The dynamo is a mechanical engine, like the steam engine, the water turbine or the gas engine; and it converts the mechanical motion of the driven wheel into electrical motion, with the aid of a magnet. Many scientists say that the full circle of energy that keeps the world spinning, grows crops, and paints the sky with the Aurora Borealis, begins and ends with magnetism that the sun’s rays are magnetic rays.
Magnetism is the force that keeps the compass needle pointing north and south. Take a steel rod and hold it along the north and south line, slightly inclined towards the earth, and strike it a sharp blow with a hammer, and it becomes a magnet feeble, it is true, but still a magnet.
Take a wire connected with a common dry battery and hold a compass needle under it and the needle will immediately turn around and point directly across the wire, showing that the wire possesses magnetism encircling it in invisible lines, stronger than the magnetism of the earth.
Insulate this wire by covering it with cotton thread, and wind it closely on a spool. Connect the two loose ends to a dry battery, and you will find that you have multiplied the magnetic strength of a single loop of wire by the number of turns on the spool concentrated all the magnetism of the length of that wire into a small space. Put an iron core in the middle of this spool and the magnet seems still more powerful.
Lines of force which otherwise would escape in great circles into space are now concentrated in the iron. The iron core is a magnet. Shut off the current from the battery and the iron is still a magnet weak, true, but it will always retain a small portion of its magnetism. Soft iron retains very little of its magnetism. Hard steel retains a great deal, and for this reason, steel is used for permanent magnets, of the horseshoe type so familiar.
A dynamo consists, first, of a number of such magnets, wound with insulated wire. Their iron cores point towards the center of a circle like the spokes of a wheel; and their curved inner faces form a circle in which a spool, wound with wire in another way, may be spun by the water wheel.
Now take a piece of copper wire and make a loop of it. Pass one side of this loop in front of an electric magnet.
As the wire you hold in your hands passes the iron face of the magnet, a wave of energy that is called electricity flows around this loop at the rate of 186,000 miles a second the same speed as light comes to us from the sun. As you move the wire away from the magnet, a second wave starts through the wire, flowing in the opposite direction. You can prove this by holding a compass needle under the wire and see it wag first in one direction, then in another.
This is a simple dynamo. A wire “cutting” the invisible lines of force, that a magnet is spraying out into the air, becomes “electrified.” Why this is true, no one has ever been able to explain. The amount of electricity it’s capacity for work which you have generated with the magnet and wire does not depend alone on the pulling power of that simple magnet. Let us say the magnet is very weak has not enough power to lift one ounce of iron.
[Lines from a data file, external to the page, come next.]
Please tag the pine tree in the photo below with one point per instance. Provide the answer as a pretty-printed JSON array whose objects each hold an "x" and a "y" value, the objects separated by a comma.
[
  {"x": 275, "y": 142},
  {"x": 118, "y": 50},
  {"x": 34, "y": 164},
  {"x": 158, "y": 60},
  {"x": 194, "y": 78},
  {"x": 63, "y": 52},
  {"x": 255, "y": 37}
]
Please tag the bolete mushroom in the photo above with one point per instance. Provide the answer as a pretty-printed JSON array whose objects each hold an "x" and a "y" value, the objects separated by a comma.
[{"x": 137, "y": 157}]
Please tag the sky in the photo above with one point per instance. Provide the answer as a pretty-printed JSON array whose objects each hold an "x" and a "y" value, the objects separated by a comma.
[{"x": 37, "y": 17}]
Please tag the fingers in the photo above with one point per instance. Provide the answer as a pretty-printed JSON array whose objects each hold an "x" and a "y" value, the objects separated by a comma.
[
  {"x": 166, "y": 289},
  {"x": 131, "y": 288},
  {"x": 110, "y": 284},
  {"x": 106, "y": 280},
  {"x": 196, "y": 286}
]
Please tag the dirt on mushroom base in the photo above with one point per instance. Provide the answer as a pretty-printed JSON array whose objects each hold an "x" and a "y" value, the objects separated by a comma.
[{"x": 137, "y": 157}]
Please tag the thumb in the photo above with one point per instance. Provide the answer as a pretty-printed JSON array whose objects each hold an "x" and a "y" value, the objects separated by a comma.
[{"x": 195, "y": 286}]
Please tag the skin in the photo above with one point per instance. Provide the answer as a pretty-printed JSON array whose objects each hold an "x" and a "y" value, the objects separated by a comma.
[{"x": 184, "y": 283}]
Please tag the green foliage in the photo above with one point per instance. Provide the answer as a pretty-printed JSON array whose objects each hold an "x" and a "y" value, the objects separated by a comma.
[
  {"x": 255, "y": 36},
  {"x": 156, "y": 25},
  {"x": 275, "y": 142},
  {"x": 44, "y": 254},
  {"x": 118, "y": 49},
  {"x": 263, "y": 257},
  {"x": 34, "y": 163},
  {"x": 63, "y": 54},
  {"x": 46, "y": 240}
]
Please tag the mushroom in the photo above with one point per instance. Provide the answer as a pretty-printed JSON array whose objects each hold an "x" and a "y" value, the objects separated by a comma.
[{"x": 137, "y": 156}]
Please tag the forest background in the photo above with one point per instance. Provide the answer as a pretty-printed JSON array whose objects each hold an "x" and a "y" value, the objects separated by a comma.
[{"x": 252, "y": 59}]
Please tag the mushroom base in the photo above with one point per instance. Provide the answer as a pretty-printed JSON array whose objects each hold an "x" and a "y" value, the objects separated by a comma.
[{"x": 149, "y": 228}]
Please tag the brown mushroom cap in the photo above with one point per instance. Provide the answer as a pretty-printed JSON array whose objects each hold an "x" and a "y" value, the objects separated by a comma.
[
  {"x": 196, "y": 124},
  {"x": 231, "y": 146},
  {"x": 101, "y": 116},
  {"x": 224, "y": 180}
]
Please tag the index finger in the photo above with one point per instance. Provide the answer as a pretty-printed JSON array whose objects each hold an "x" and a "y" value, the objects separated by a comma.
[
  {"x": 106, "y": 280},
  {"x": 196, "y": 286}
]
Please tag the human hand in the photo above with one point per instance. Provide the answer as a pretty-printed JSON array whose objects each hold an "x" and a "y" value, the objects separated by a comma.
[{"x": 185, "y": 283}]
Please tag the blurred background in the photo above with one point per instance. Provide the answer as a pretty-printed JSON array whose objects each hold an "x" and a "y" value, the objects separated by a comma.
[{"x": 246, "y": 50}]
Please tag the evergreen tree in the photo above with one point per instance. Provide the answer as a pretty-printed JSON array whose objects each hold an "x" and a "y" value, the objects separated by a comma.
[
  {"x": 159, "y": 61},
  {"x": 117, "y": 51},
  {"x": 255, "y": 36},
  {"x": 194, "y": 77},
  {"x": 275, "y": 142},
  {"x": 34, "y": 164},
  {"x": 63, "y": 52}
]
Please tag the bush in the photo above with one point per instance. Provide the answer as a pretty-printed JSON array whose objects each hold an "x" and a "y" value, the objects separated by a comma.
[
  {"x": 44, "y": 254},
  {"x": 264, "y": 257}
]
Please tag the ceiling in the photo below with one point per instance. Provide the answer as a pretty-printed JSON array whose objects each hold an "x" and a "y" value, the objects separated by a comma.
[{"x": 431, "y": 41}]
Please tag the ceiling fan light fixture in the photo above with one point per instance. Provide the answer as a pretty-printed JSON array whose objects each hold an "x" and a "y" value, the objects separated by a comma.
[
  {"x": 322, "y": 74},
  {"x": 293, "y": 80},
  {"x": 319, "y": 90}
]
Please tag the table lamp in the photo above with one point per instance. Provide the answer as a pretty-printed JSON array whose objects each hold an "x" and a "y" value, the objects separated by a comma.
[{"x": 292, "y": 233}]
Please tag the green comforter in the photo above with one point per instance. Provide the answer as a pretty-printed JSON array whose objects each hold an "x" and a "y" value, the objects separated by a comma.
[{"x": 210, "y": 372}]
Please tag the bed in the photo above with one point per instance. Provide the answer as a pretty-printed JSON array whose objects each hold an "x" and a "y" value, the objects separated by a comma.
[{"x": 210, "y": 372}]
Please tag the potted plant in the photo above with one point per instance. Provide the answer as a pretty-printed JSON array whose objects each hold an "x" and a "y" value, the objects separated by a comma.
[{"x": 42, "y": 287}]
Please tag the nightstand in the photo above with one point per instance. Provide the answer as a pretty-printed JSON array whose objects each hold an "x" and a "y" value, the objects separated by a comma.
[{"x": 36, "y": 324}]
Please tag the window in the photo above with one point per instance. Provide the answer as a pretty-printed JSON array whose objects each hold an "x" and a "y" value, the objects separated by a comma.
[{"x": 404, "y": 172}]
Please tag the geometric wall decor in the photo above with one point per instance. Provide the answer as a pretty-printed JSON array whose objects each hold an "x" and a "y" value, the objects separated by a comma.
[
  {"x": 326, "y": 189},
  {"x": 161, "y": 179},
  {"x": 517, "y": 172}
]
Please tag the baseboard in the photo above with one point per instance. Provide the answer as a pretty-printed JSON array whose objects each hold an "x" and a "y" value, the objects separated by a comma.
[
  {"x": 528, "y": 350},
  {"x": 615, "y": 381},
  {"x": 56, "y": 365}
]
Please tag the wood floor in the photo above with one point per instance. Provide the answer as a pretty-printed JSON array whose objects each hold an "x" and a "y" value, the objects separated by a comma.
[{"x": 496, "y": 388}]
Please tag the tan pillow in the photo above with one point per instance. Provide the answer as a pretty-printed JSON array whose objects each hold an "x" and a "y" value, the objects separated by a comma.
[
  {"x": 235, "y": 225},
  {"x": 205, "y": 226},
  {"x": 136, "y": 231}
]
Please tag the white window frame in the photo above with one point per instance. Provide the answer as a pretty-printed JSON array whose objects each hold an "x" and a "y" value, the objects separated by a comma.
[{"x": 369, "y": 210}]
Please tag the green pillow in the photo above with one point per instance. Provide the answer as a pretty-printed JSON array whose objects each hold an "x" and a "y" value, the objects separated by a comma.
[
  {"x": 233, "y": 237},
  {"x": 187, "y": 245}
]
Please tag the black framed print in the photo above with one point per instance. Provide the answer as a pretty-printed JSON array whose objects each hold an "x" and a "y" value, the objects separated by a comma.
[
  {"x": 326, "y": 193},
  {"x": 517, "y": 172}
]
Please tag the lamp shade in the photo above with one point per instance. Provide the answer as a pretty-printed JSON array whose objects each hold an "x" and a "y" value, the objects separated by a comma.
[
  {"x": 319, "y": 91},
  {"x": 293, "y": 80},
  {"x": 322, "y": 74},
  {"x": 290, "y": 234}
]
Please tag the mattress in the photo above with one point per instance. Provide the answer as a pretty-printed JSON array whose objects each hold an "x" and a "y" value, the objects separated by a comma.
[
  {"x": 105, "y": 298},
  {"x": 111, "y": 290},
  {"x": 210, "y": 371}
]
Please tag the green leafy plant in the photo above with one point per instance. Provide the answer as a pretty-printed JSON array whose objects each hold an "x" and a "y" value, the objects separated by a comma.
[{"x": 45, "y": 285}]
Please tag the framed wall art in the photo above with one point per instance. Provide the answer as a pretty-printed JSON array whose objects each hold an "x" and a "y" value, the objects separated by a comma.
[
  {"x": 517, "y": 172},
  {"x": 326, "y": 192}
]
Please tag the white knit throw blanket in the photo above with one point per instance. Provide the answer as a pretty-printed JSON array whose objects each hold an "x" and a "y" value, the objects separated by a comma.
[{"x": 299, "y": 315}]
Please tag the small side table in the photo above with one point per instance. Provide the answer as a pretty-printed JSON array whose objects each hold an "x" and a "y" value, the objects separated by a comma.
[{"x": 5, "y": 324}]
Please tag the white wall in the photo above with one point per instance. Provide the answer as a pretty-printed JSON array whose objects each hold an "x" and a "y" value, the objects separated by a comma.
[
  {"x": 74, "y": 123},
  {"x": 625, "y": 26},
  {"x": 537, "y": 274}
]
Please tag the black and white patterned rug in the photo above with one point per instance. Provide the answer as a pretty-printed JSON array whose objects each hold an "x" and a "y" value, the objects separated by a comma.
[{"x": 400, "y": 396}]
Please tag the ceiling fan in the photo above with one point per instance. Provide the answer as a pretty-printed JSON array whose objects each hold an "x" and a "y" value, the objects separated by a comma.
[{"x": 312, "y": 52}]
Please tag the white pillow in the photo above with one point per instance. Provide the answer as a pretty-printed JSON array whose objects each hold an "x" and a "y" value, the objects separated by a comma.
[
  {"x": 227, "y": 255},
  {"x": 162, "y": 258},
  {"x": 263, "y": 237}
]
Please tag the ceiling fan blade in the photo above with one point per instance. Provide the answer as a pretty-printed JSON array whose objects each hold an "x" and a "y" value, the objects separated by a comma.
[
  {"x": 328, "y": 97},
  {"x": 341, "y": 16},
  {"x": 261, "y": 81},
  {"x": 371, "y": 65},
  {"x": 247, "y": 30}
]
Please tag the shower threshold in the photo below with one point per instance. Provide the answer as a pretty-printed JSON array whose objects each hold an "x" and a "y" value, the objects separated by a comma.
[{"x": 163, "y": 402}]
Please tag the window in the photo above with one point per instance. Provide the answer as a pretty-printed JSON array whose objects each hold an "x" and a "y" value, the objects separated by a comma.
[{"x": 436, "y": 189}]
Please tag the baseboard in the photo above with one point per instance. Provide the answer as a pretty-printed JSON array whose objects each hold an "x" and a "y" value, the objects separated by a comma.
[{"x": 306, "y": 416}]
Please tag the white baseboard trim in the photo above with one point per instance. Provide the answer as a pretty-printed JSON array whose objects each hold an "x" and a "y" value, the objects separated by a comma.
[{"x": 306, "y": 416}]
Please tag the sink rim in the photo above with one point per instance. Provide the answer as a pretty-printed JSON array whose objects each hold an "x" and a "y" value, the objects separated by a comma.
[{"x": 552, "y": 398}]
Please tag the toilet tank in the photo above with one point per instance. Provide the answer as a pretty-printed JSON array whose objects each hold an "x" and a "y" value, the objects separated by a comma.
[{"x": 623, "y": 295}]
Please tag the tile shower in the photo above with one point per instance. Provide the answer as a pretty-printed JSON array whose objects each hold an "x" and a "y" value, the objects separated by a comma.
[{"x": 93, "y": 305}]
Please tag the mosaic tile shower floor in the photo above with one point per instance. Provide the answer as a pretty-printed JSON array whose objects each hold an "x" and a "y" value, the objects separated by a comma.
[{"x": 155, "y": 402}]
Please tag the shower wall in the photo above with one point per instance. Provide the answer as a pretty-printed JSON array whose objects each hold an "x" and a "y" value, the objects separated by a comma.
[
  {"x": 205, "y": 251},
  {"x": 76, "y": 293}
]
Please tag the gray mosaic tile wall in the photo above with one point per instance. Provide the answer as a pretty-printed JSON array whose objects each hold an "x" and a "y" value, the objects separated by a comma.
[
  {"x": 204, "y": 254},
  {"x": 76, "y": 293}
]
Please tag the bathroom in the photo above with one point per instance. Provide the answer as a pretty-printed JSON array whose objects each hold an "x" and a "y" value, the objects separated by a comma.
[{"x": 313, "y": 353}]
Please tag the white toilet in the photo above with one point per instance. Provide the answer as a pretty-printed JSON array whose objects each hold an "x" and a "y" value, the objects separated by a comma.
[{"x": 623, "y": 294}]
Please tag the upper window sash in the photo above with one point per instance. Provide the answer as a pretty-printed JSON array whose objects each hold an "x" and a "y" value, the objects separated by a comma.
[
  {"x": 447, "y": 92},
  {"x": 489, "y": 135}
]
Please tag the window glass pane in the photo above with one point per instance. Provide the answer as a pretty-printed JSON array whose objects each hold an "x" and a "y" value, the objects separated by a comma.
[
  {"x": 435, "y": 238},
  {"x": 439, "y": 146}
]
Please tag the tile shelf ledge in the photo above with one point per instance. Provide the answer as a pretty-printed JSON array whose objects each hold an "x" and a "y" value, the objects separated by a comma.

Nevertheless, if you possessed the strength of Hercules, and could pass that wire through the field of force of the magnet many thousands of times a second, you would generate enough electricity in the wire to cause the wire to melt in your hands from heat.
This experiment gives the theory of the dynamo. Instead of passing only one wire through the field of force of a magnet, we have hundreds bound lengthwise on a revolving drum called an armature.
Instead of one magnetic pole in a dynamo we have two, or four, or twenty according to the work the machine is designed for always in pairs, a North pole next to a South pole, so that the lines of force may flow out of one and into another, instead of escaping in the surrounding air.
If you could see these lines of force, they would appear in countless numbers issuing from each pole face of the field magnets, pressing against the revolving drum like hair brush bristles trying to hold it back. This drum, in practice, is built up of discs of annealed steel, and the wires extending lengthwise on its face are held in place by slots to prevent them from flying off when the drum is whirled at high speed.
The drum does not touch the face of the magnets but revolves in an air space. If we give the electric impulses generated in these wires a chance to flow in a circuit flow out of one end of the wires, and in at the other, the drum will require more and more power to turn it, in proportion to the amount of electricity we permit to flow.
Thus, if one electric light is turned on, the drum will press back with a certain strength on the water wheel; if one hundred lights are turned on it will press back one hundred times as much. Providing there is enough power in the water wheel to continue turning the drum at its predetermined speed, the dynamo will keep on giving more and more electricity if asked to, until it finally destroys itself by fire.
You cannot take more power, in terms of electricity, out of a dynamo that you put into it, in terms of mechanical motion. In fact, to insure flexibility and constant speed at all loads, it is customary to provide twice as much water wheel, or engine, power as the electrical rating of the dynamo.
We have seen that a water wheel is 85 percent efficient under ideal conditions. A dynamo’s efficiency in translating mechanical motion into electricity, varies with the type of machine and its size.